Not so sweet news for the world’s most iconic brand
Q: Is Coca-Cola losing its fizz?
Less Coca-Cola was sold this quarter than a year earlier, the first such decline since 1999 – and that trend appears inexorable. Photograph: Daniel Acker/Bloomberg
Minerals, pop, soda, soft drinks, fizzy drinks. The popularity of carbonated drinks is reflected in the variety of names we have for them. But signs point to a marked decline in that popularity. It appears our once insatiable thirst for fizzy drinks might be waning.
In many respects, Coca-Cola’s first-quarter results, announced this week, were encouraging for the firm. Bearish predictions had suggested further declines, but the company beat expectations, managing to stem the tide of declining growth. There was a slight improvement on the surprisingly sluggish sales in the final three months of 2013. Still, net income fell by 7.5 per cent to $1.62 billion (€1.17 billion).
“We don’t think this is a great result, but satisfying as one step in the right direction to restore momentum,” said chief executive Muhtar Kent.
Less Coca-Cola was sold this quarter than a year earlier, the first such decline since 1999 – and that trend appears inexorable. Declines in the US and Europe continued, and even Mexico, the largest per-capita consumers of Coke in the world, registered a decline after introducing a tax on soft drinks. That points to a growing awareness about the risk posed by sugar-filled drinks.
It may be somewhat facile to compare sugared drinks to cigarettes – Coca-Cola isn’t carcinogenic, for one thing. But the analogy is instructive in another sense, as the two industries sell a product that is associated with a major public health risk. Diabetes is a looming catastrophe for many developed countries, and carbonated drinks stuffed full of high-fructose corn syrup are a huge factor in that crisis.
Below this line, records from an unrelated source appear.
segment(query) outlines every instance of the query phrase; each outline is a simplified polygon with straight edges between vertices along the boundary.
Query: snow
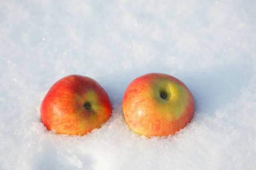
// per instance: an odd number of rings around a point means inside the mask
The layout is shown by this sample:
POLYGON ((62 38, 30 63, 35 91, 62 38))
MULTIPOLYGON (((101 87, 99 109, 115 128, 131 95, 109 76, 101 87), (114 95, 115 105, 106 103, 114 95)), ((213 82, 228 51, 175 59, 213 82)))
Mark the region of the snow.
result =
POLYGON ((256 1, 3 0, 0 170, 256 168, 256 1), (196 112, 173 136, 134 133, 121 106, 150 72, 190 89, 196 112), (69 74, 97 80, 113 114, 83 136, 40 120, 50 86, 69 74))

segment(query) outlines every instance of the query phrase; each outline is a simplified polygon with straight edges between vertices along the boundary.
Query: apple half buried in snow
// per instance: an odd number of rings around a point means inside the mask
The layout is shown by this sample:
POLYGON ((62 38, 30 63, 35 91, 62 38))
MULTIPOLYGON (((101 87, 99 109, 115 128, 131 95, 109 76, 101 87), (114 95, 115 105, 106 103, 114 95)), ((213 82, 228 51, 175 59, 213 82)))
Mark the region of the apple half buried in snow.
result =
POLYGON ((112 108, 108 94, 97 82, 71 75, 51 87, 42 102, 41 112, 48 130, 84 135, 105 122, 112 108))
POLYGON ((194 108, 193 96, 186 86, 161 73, 148 74, 134 79, 122 101, 129 127, 147 136, 175 134, 190 122, 194 108))

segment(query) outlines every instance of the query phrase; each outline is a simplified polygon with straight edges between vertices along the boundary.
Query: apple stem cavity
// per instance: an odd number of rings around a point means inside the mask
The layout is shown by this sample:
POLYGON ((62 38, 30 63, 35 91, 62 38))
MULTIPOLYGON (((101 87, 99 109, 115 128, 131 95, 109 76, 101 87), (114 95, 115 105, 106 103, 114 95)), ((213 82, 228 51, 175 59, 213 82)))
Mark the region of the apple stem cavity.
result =
POLYGON ((160 97, 164 100, 167 99, 167 94, 166 91, 162 91, 160 92, 160 97))
POLYGON ((88 102, 86 102, 84 104, 84 107, 88 111, 90 111, 91 110, 91 104, 88 102))

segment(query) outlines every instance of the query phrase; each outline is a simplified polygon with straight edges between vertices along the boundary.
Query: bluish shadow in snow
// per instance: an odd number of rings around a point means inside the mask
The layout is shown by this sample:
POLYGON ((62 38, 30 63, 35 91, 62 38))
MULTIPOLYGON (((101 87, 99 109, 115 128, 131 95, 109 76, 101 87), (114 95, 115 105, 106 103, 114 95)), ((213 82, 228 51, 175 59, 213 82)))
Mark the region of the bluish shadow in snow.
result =
POLYGON ((241 95, 253 73, 251 67, 242 64, 181 73, 177 76, 191 91, 196 111, 211 116, 241 95))
POLYGON ((92 159, 87 155, 78 155, 77 153, 61 151, 58 153, 55 146, 49 144, 45 146, 41 152, 35 155, 34 159, 35 169, 38 170, 61 169, 92 170, 92 159))
MULTIPOLYGON (((108 93, 112 104, 121 104, 127 87, 135 78, 151 72, 171 74, 172 70, 177 70, 164 65, 156 68, 156 64, 134 68, 97 80, 108 93)), ((176 71, 172 75, 182 81, 191 91, 196 111, 211 115, 241 95, 241 89, 247 85, 252 73, 251 66, 240 63, 187 72, 176 71)))

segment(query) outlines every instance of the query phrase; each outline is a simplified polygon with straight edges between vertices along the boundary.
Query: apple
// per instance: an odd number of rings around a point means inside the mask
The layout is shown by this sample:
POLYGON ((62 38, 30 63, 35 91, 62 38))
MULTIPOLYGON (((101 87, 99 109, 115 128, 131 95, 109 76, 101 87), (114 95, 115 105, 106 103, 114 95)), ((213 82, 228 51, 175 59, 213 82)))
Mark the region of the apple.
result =
POLYGON ((109 119, 112 107, 108 94, 96 81, 70 75, 51 87, 42 102, 41 112, 47 130, 84 135, 109 119))
POLYGON ((125 121, 136 133, 146 136, 174 135, 193 117, 192 94, 170 75, 150 73, 134 79, 122 101, 125 121))

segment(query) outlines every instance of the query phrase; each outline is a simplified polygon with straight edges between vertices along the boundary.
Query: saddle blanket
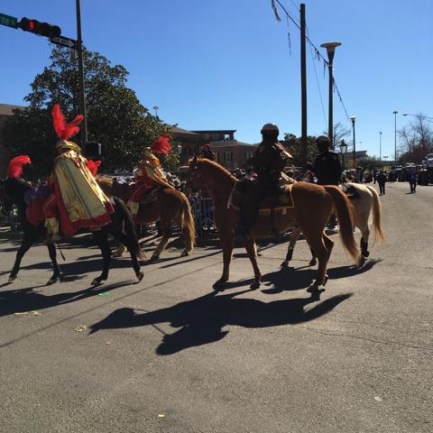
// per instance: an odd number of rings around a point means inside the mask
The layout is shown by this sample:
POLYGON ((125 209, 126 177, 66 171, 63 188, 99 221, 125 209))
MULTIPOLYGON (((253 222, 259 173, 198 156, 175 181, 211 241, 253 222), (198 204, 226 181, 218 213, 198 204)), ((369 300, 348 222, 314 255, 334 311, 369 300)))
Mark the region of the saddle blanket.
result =
MULTIPOLYGON (((293 201, 293 195, 291 192, 292 187, 292 184, 281 186, 278 198, 275 195, 265 197, 260 202, 259 215, 271 215, 272 207, 275 215, 285 215, 289 209, 294 208, 295 202, 293 201)), ((235 187, 228 198, 227 209, 239 210, 242 206, 242 196, 243 194, 237 191, 235 187)))

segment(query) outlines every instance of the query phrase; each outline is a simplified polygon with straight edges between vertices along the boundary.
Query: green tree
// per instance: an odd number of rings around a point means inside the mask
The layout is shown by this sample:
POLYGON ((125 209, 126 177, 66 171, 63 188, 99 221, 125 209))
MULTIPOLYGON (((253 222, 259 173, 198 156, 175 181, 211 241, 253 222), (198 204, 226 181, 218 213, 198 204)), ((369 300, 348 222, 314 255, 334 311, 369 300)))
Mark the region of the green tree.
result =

Famously, cigarette manufacturers now concentrate their marketing efforts in developing countries, and Coca-Cola is relying on the BRIC countries – Brazil, Russia, India and China – for growth. The Chinese market accounted for a huge part of Coke’s quarterly sales.
The soda firms’ response has been both obvious and canny: diversifying into other, non-sugary beverages. Bottled water shows no such contraction, and both Coca-Cola and Pepsi sell loads of the stuff. But they’re not stopping there. Pepsi is thought to be weighing up a bid for SodaStream, the booming home-carbonating gadget maker, and Coca-Cola has agreed to buy a 10 per cent stake in Keurig Green Mountain, which is preparing a SodaStream-like device.
Coca-Cola is also eyeing this summer’s soccer World Cup. As one of the tournament’s official sponsors, it is embarking on its biggest ever promotional programme. There’s no global audience like the World Cup, and in summer time they will be thirsty, so it’s a perfect opportunity to push the most iconic brand in the world.
But if trends continue, there might come a time when Coke and its rival beverages will be considered a bad habit rather than a refreshing drink. If that happens, it will take a lot more than positive brand management to keep growing sales.